Why again about FEMEN?
Last weekend some unknown people tore down four worship crosses in Russia: one in Arkhangelsk and three in Chelyabinsk oblast. FEMEN have already said they are in rapture over this. In their Live Journal blog, the girls promise to make a tour of Russia’s wooden churches, with a chainsaw in hand, and to punish “the scum responsible for the sufferings of innocent women” if some of the activists end up behind bars.
This may be a joke, but tearing down the cross on Independence Square was not a joke. Let me say it again: you must answer for the words you say. It is so good that we do not have so far the obscurantism that holds sway north of Khutor Mikhailovsk – otherwise Inna Shevchenko would have also gone down and promises would have had to be kept: to take a chainsaw, go to Russia, find out the itineraries of motorcades, and cut up not the photo of but the real-life Putin or, for that matter, a real-life judge here in Kyiv – with blood and entrails. But they know they will not go down. They know they will never go to Russia to saw anything off.
It is easy to talk rot and do stupidities, knowing that nobody will hold you responsible for either the former or the latter. The difference between Pussy Riot and FEMEN is like one between a surgeon and a street bully. The former worked with scalpel-style accuracy and exposed a cluster of burning problems, while the latter are just kicking in the air all around, usually simulating a strike but still hoping to hit some vulnerable spot. I insist that, having committed a totally stupid offense (already condemned by the imprisoned Maria Aliokhina), FEMEN have done an excellent favor to Orthodox extremists. Responsibility for cutting down the crosses has been claimed by the “People’s Will movement.” It does not matter whether they are flaming idiots or pro-governmental paid provocateurs: to assume the name of a 19th-century terrorist organization is not just a stupidity but a stupidity squared.

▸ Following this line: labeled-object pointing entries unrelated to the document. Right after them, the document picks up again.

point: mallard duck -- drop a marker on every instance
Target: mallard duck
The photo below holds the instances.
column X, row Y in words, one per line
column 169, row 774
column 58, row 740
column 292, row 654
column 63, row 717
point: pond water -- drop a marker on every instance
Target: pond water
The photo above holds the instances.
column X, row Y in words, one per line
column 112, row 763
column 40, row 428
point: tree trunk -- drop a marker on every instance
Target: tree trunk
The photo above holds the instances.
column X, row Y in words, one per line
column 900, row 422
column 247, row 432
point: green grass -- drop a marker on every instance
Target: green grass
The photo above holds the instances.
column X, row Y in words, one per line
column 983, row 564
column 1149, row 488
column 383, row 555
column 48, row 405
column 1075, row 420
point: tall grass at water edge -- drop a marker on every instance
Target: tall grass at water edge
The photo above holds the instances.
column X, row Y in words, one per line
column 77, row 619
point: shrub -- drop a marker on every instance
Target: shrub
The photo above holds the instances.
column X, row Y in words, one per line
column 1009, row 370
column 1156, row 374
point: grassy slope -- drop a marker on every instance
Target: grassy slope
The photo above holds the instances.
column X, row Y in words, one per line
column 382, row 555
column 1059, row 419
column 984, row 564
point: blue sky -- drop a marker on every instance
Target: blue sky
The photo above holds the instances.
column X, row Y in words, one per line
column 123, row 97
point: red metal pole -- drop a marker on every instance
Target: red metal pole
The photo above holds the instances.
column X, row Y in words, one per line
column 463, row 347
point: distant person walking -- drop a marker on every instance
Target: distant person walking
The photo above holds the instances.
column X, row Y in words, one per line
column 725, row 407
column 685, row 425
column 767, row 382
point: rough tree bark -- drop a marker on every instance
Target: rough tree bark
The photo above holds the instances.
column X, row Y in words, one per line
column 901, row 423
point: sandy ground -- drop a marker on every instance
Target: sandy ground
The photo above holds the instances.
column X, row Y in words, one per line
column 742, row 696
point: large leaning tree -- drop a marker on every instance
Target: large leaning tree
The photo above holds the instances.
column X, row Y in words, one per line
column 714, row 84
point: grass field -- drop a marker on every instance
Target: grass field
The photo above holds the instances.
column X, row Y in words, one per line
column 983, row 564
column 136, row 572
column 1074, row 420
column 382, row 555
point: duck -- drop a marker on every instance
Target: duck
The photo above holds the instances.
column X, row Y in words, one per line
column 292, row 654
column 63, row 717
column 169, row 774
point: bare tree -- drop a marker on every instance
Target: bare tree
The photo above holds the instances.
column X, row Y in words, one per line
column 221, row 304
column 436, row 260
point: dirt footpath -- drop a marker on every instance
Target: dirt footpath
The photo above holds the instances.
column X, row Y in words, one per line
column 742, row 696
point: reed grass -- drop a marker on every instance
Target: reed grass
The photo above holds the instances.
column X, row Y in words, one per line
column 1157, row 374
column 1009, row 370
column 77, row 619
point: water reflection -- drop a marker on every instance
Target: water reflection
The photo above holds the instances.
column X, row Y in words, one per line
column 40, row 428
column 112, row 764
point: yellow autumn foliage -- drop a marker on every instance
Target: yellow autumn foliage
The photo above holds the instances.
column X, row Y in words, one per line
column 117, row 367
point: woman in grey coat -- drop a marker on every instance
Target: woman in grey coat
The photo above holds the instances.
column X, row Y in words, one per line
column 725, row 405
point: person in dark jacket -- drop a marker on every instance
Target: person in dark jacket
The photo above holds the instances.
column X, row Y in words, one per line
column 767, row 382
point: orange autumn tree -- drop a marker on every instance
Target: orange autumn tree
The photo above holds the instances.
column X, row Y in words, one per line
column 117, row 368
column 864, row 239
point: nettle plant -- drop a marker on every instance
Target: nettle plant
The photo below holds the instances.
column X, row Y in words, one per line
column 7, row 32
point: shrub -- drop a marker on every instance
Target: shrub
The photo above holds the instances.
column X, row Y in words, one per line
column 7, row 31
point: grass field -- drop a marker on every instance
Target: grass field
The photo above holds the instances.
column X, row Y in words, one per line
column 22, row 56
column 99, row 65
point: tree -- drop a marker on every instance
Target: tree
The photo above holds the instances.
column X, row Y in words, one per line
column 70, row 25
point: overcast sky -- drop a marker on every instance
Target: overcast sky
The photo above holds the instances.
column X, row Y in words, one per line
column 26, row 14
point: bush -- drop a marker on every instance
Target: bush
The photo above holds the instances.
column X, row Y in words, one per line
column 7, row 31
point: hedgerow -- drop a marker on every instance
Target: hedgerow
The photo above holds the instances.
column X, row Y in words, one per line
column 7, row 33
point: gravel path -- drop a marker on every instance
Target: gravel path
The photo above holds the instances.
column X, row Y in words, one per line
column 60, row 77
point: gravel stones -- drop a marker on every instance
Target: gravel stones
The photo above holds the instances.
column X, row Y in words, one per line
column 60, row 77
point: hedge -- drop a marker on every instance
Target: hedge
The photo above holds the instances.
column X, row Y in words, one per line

Meanwhile, far right extremism is on the rise in Russia: the squads of the Union of Orthodox Gonfalon Bearers (read: Black Hundred thugs) are ready to take to the streets, Orthodox fascists tore a pro-Pussy Riot T-shirt off a passer-by at Moscow’s Paveletsky Railway Station, a group of barbarians gate-crashed to a Theater.doc performance devoted to the trial of Tolokonnikova, Aliokhina, and Samutsevich, but the audience gave them a rebuff. The sad truth that became clear after Pussy Riot’s actions is that there is not a single institution in Russia that could serve as a moral balancer and be able to reconcile, instead of splitting, society. The Russian Orthodox Church, which is closely intertwined with the authorities, corrupt, and up to its ears in numerous scandals, only aggravates the discord (in Ukraine, too). This church needs a broad-based debate, openness, self-purification, and urgent healing. Of course, there is a far easier way which is already discernible and will not bypass Ukraine: the army of “gonfalon bearers” against the army of “People’s Will.” A familiar picture, isn’t it?